This report documents efficiency issues found in the sorting algorithms visualization codebase and provides recommendations for improvements.
The codebase contains several significant efficiency issues that impact performance, particularly with larger datasets. The most critical issue is in the merge sort implementation, which uses an inefficient merge operation that degrades the algorithm's time complexity from O(n log n) to O(n² log n).
File: src/sortingvisualizer/algorithms.js (lines 6-28)
Impact: High - Changes algorithm complexity from O(n log n) to O(n² log n)
The mergeArrays function uses array.shift() operations to merge sorted subarrays. The shift() method is O(n) because it requires shifting all remaining elements in the array. This makes the merge operation O(n²) instead of O(n).
// Current inefficient implementation
while (arr1.length && arr2.length) {
if (arr1[0] > arr2[0]) {
sortedArr.push(arr2.shift()) // O(n) operation!
}
else {
sortedArr.push(arr1.shift()) // O(n) operation!
}
}Recommendation: Use index-based iteration instead of shift() operations.
File: src/sortingvisualizer/algorithms.js (line 57)
Impact: High - O(n²) worst-case on sorted/reverse-sorted arrays
const pivotIndex = 0 // Always first elementRecommendation: Use random pivot selection or median-of-three strategy.
File: src/sortingvisualizer/algorithms.js (line 86)
Impact: Medium - Unnecessary extra iterations
for (let j = 0; j < length-i; j++) { // Should be length-i-1Recommendation: Fix the loop condition to avoid unnecessary comparisons.
File: src/sortingvisualizer/SortingVisualizer.jsx (lines 36, 77)
Impact: Medium - Unnecessary DOM traversal in tight loops
const arrayBars = document.getElementsByClassName('array-bar'); // Called repeatedlyRecommendation: Cache the DOM query result outside the loop.
File: src/sortingvisualizer/SortingVisualizer.jsx (lines 74-96 vs 34-64)
Impact: Low - Maintenance burden and code bloat
The mergeSort() method duplicates logic from runSort() method.
Recommendation: Refactor to use the common runSort() method.
File: src/sortingvisualizer/algorithms.js (lines 77-79)
Impact: Low - Multiple array allocations and concatenations
completeArray = completeArray.concat(...Quicksort(leftArray))
completeArray.push(array[i-1])
completeArray = completeArray.concat(...Quicksort(rightArray))Recommendation: Use in-place sorting or more efficient array building.
- Merge Sort: O(n² log n) ≈ 498,750 operations
- Quick Sort: O(n²) worst case ≈ 62,500 operations
- Bubble Sort: O(n²) with extra iterations ≈ 62,750 operations
- Merge Sort: O(n log n) ≈ 1,996 operations (250x improvement!)
- Quick Sort: O(n log n) average case ≈ 1,996 operations
- Bubble Sort: O(n²) ≈ 62,250 operations (small improvement)
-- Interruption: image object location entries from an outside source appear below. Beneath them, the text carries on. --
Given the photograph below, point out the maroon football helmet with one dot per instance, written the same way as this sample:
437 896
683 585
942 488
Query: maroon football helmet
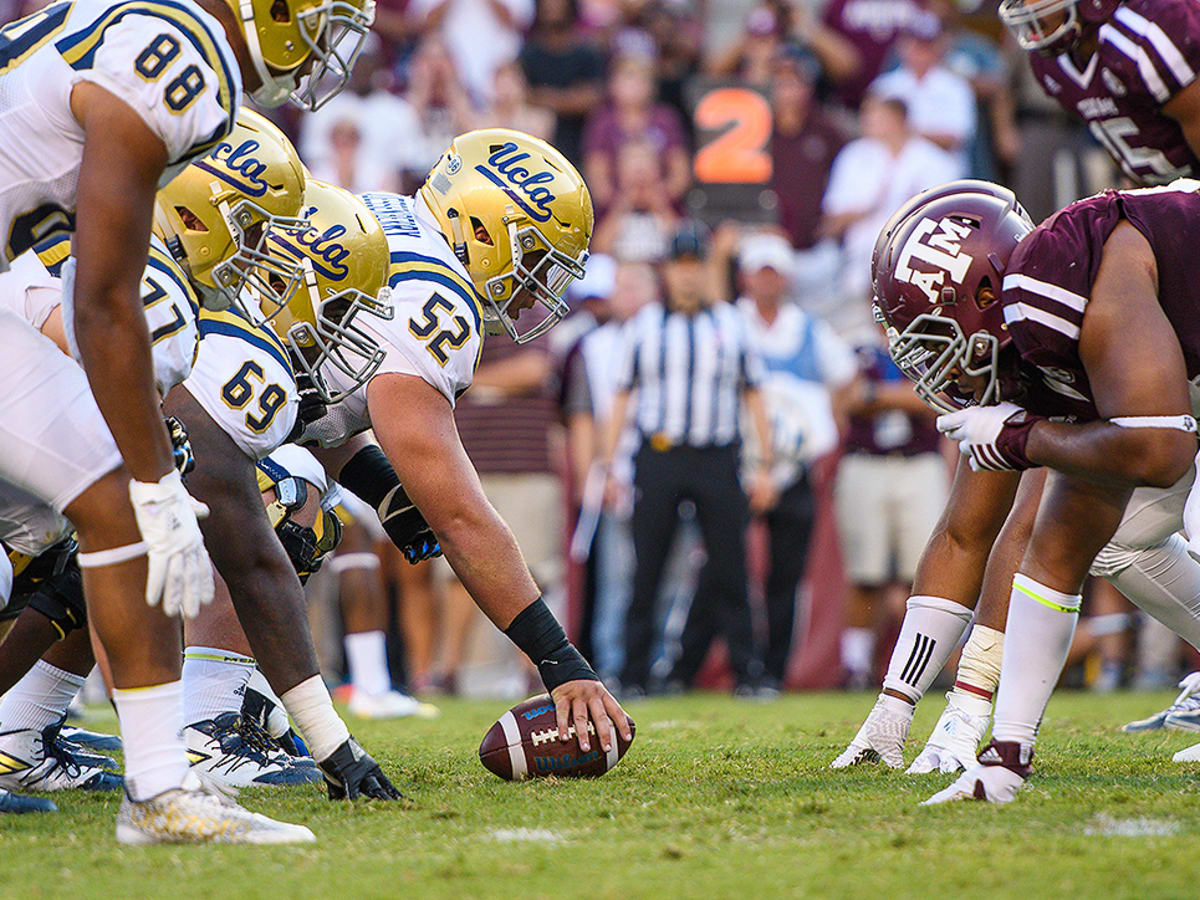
936 275
1026 19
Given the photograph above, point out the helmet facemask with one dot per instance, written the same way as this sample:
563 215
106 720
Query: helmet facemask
268 275
335 33
933 352
546 280
1024 19
323 29
333 340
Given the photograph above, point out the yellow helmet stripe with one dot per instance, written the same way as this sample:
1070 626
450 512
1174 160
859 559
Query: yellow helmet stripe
226 322
79 49
22 39
53 252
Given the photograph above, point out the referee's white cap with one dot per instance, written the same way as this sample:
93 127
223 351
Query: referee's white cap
766 251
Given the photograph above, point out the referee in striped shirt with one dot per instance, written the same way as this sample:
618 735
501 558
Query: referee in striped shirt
687 367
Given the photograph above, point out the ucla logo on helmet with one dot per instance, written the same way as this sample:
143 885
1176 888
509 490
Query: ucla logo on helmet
525 187
239 167
323 250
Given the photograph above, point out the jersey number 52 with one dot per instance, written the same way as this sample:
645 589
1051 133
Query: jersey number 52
431 329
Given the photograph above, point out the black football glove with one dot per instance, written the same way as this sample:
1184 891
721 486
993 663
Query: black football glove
180 447
311 407
351 772
407 528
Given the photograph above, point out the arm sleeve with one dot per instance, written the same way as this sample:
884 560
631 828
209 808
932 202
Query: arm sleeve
1167 49
190 103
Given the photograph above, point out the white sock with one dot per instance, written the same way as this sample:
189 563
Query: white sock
930 631
214 682
858 649
151 732
366 654
312 709
975 684
1165 582
40 697
1037 636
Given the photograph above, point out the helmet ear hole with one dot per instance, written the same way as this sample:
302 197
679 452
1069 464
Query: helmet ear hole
985 295
481 233
191 221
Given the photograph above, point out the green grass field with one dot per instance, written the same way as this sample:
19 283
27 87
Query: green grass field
715 798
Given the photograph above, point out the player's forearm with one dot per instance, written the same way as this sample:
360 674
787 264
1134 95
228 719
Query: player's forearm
485 556
1107 454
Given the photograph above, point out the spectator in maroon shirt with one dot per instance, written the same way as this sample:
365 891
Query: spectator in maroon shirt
634 114
870 27
565 72
803 145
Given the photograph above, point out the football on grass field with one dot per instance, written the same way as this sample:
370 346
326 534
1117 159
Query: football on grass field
525 743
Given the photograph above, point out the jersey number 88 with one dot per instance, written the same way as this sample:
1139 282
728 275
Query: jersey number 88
181 90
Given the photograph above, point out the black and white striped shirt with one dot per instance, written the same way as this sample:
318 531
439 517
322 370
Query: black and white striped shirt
689 372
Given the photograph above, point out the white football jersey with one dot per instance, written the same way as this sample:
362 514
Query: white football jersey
437 330
168 59
31 288
244 379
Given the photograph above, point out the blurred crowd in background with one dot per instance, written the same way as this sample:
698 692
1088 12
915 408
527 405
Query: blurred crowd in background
791 130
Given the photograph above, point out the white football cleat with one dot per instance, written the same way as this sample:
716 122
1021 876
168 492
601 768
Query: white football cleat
1189 754
42 761
882 736
953 743
997 777
391 705
198 814
235 753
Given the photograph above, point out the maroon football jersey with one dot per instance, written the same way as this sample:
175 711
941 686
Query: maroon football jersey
1050 274
1149 51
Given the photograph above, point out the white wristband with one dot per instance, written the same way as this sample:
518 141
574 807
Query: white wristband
1180 423
112 556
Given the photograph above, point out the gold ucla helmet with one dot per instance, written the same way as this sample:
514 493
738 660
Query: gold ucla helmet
345 258
282 35
219 213
517 215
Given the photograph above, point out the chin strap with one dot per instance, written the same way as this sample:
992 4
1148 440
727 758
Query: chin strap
1179 423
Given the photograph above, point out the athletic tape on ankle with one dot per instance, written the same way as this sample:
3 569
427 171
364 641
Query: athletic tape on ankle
1180 423
1049 598
112 556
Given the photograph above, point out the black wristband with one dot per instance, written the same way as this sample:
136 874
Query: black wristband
369 475
537 633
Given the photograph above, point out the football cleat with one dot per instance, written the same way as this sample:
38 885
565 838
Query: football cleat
235 753
1000 773
268 715
953 743
18 803
391 705
91 739
41 761
1183 714
882 736
199 814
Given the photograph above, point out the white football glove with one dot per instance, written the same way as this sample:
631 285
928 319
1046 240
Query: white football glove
180 573
984 436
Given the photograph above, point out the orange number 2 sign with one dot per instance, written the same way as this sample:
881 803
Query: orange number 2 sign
738 154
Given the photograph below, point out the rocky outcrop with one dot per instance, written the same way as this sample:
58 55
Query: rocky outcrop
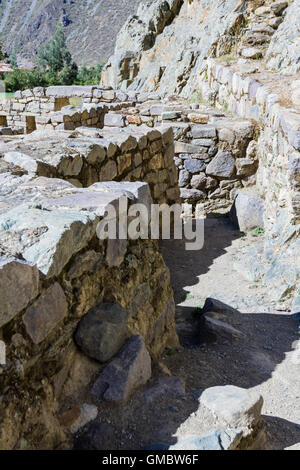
192 31
283 53
187 30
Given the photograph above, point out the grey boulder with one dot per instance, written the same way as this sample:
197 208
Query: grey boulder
102 331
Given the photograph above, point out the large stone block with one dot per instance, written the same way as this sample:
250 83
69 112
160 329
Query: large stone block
102 331
130 369
114 120
69 91
222 165
19 284
46 313
238 407
247 212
- Fix Merge Sort shift() usage - Massive algorithmic improvement
- Implement random pivot for Quicksort - Prevents worst-case scenarios
- Cache DOM queries - Reduces unnecessary DOM traversal
- Fix Bubble Sort loop condition - Simple correctness fix
- Eliminate code duplication - Improves maintainability
- Optimize Quicksort array operations - Minor performance gain
After implementing fixes:
- Verify all sorting algorithms produce correct sorted output
- Test with various array sizes (small, medium, large)
- Test with different data patterns (random, sorted, reverse-sorted)
- Verify visualization animations still work correctly
- Performance test with larger arrays if possible
The merge sort optimization alone would provide a 250x performance improvement for the merge operation, making it the highest priority fix. The other issues, while less critical, would collectively improve the overall robustness and performance of the application.